Path: utzoo!utgpu!news-server.csri.toronto.edu!bonnie.concordia.ca!uunet!cis.ohio-state.edu!zaphod.mps.ohio-state.edu!rpi!uupsi!sunic!kth.se!cyklop.nada.kth.se!news
From: d88-jwa@byse.nada.kth.se (Jon W{tte)
Newsgroups: comp.compression
Subject: Re: How StuffIt works
Message-ID: <D88-JWA.91Jun28193953@byse.nada.kth.se>
Date: 28 Jun 91 17:39:57 GMT
References: <8824@jhunix.HCF.JHU.EDU>
Sender: news@nada.kth.se (Mr News)
Organization: Royal Institute of Technology, Stockholm, Sweden
Lines: 28
In-reply-to: hsu_wh@jhunix.HCF.JHU.EDU's message of 26 Jun 91 01:12:59 GMT

hsu_wh@jhunix.HCF.JHU.EDU (William H Hsu) writes:

	   First of all, why is Stuffit so relatively inefficient?  I can't see

	   According to the October 1990 MacTutor article on LZW on the Mac,
   Stuffit uses the UNIX compress 14-bit scheme.  From the graph recently

Well, 14 bit is less than UNIX compress uses - it has a 16 bit hash table
(which takes half a meg !) StuffIt may use the same algo, but you have to
spend some memory to make it behave, too !

	   Another question: how does Stuffit (and other compression programs),
   in Ray Lau's words, "determine the characteristics of the input data"?  Can

StuffIt tries several different methods, and chooses the one that works
best.

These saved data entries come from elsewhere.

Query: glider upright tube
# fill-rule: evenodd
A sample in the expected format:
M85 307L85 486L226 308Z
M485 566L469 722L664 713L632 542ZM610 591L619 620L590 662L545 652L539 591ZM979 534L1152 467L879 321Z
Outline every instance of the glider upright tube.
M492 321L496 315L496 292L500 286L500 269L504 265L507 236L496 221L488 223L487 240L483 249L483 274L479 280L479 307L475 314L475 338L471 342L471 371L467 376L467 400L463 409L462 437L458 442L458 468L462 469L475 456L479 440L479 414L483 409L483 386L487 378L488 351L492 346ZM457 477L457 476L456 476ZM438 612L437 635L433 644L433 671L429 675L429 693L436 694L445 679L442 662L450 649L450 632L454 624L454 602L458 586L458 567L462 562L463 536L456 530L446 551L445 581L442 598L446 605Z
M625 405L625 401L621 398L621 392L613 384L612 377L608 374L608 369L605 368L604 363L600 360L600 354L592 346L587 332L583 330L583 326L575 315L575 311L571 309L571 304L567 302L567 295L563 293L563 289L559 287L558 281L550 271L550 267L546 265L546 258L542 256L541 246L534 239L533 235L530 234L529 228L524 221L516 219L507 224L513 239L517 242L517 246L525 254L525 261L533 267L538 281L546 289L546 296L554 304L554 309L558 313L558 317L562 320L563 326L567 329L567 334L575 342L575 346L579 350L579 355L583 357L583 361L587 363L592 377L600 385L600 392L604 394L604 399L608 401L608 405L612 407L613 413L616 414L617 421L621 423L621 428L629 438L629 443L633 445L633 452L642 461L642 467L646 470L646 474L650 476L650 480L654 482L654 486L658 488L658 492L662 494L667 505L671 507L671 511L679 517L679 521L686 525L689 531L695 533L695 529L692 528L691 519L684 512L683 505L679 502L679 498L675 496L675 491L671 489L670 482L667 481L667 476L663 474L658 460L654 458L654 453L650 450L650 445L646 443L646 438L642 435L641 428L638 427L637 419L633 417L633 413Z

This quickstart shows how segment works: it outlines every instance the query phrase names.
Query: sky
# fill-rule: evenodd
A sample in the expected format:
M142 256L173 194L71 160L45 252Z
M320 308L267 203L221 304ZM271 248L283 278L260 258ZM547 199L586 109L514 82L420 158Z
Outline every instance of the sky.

Trying HuffMan doesn't imply actually doing the coding, just collecting
frequencies and building the tree is enough to know how large the coding
will be.

Getting the data "type" from a set of data is shakey, but you can set
some rules to see what characterizes different sets of data. Some formats
include magic numbers/headers which can be recognized. On the mac this is
easy, since it has a typed file system; the info's already there.

--
						Jon W{tte
						h+@nada.kth.se
						- Speed !